Though the body is, if we’re lucky, not a roll of paper towels-on-speed dial, or a jar of fast-gone chipotles, we’re bound by the laws of nature to go through it.
All of this is much easier to swallow, by the way, if you imagine Alan Watts in your kitchen as I often do, whisking up some matcha green tea and deviling your eggs with these truthiest of truths.
That’s because masters can be that spoonful of stevia that makes the medicine go down. That is also a truth.
But equally true is your own (universal) truth, pared away and pared away, and finally tasted for yourself as “new."
And, besides I remind myself, you don’t need to be new, Stacia.
You just need to be Now.
Back to the drawing and cutting board—over and over and over (and over) again.
Which is why a little beeswax, with its quiet, softening, and protective sheen like that mythical in-your-skin ease, can serve you well when applied now and again and again with self-compassion.
We could all benefit from a little beeswax ease, gently applied.
Pliny the Elder is an ancient author of all kinds of things you probably hear, say, and really do know deep down, all the time.

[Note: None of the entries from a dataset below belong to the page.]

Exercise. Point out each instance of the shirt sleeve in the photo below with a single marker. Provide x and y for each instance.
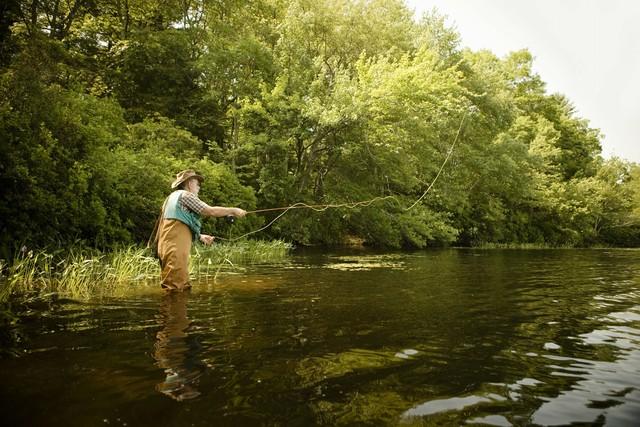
(191, 202)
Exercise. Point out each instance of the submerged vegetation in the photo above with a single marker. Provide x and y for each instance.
(83, 274)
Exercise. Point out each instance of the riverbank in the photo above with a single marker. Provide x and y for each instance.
(81, 273)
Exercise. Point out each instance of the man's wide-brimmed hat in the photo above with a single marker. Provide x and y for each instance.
(182, 176)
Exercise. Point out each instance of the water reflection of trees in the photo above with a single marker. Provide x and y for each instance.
(176, 351)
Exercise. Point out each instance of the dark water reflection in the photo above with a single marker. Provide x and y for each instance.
(449, 337)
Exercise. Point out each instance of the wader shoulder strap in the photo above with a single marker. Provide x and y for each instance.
(152, 243)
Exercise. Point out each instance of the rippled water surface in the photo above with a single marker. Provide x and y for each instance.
(446, 337)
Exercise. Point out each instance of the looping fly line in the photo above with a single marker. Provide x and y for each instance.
(348, 205)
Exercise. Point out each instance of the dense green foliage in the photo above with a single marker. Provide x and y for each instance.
(276, 102)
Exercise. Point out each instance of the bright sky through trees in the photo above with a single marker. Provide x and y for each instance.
(584, 49)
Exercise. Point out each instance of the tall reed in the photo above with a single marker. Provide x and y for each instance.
(82, 274)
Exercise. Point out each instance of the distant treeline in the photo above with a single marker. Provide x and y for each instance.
(277, 102)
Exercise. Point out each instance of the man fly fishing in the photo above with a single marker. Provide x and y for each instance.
(180, 224)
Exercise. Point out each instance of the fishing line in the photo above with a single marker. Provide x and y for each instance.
(348, 205)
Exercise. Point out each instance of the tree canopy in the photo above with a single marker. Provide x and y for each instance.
(278, 102)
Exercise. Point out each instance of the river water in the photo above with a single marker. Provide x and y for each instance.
(440, 337)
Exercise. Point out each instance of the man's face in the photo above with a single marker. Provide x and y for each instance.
(193, 186)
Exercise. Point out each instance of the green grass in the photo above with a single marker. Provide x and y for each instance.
(84, 274)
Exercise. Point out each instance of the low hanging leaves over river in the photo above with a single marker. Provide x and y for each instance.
(440, 337)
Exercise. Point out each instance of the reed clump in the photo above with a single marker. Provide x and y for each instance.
(83, 274)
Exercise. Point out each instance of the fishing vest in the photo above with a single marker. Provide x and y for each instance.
(173, 210)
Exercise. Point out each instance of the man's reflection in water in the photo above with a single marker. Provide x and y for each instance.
(175, 351)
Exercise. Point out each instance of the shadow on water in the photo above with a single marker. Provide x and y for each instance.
(443, 337)
(176, 351)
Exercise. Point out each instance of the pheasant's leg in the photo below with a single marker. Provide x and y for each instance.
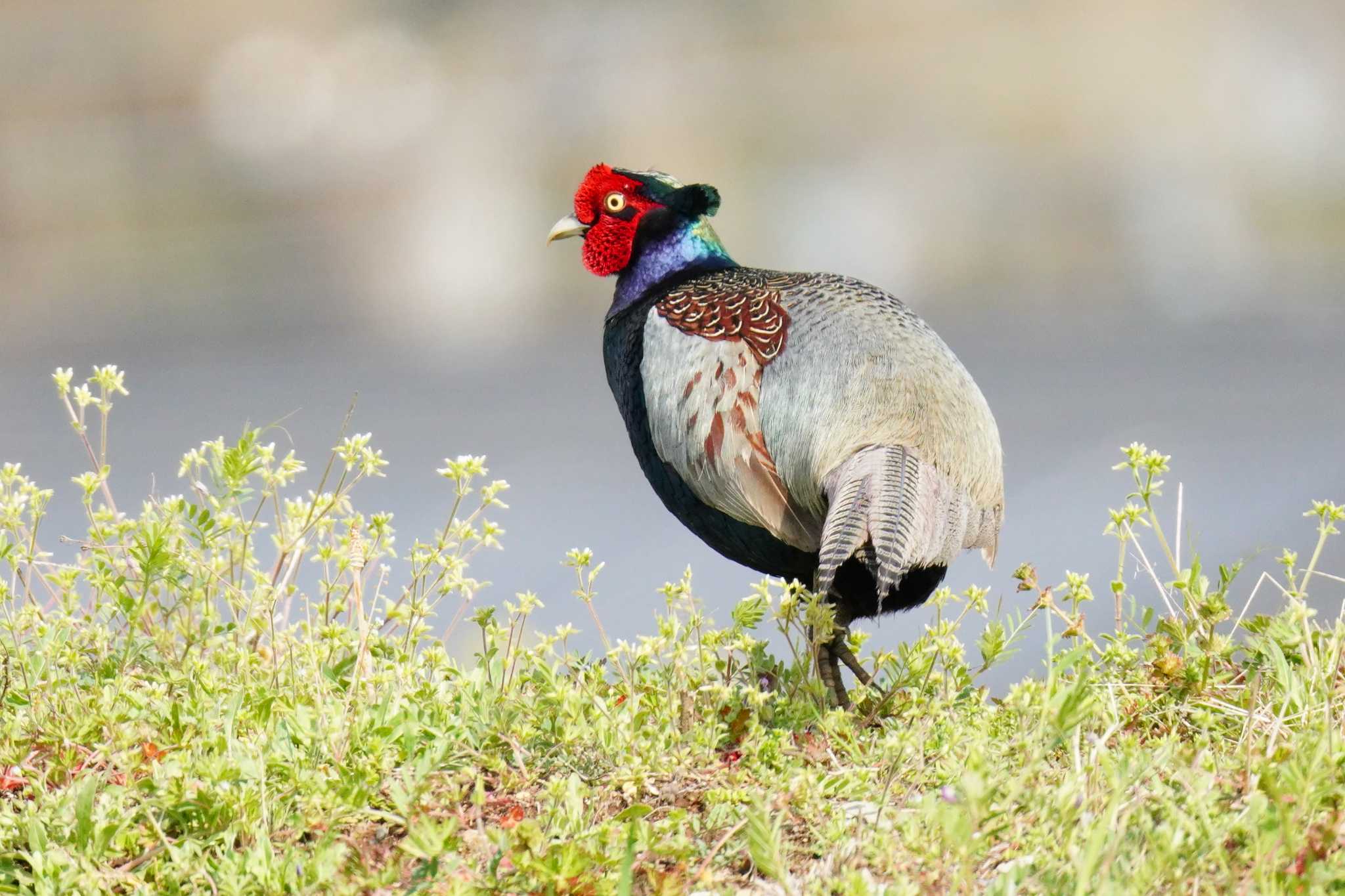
(829, 671)
(843, 652)
(831, 677)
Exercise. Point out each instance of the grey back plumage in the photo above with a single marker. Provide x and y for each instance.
(862, 370)
(865, 436)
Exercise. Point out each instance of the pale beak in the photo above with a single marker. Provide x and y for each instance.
(565, 227)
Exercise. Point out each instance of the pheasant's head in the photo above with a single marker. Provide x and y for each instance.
(617, 209)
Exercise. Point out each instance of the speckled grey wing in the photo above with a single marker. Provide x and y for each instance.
(703, 403)
(862, 371)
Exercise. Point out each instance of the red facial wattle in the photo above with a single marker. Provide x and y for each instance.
(611, 236)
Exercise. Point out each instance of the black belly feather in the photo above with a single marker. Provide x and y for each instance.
(623, 352)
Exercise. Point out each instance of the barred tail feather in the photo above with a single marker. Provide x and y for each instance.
(872, 515)
(894, 512)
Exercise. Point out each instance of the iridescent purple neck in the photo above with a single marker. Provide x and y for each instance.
(694, 247)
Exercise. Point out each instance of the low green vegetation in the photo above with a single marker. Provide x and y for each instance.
(242, 688)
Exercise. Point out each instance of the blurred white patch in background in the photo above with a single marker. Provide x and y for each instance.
(310, 109)
(267, 96)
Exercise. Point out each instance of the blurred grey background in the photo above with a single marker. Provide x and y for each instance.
(1128, 219)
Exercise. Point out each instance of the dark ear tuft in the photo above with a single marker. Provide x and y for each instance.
(695, 200)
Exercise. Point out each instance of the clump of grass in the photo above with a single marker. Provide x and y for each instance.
(242, 688)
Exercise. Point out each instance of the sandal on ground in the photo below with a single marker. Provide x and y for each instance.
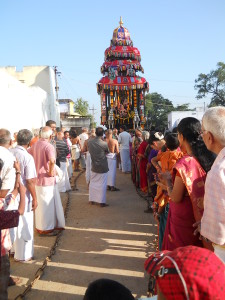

Things you can borrow like a cup of sugar and make your own, such as: "Hope is the pillar [of salt] that holds up the world.
Judith Orloff is, well, Judith Orloff and no one else--soft-speaker, writer, intuitive doctor, empath, and bee-balm of love applier to all souls in her sphere. In her latest book, The Ecstasy of Surrender, of the surrender of aging she says, "What matters is that you must trust your gut," a reminder for which I am deeply grateful, and that how I find myself writing this at 11 am on a Tuesday.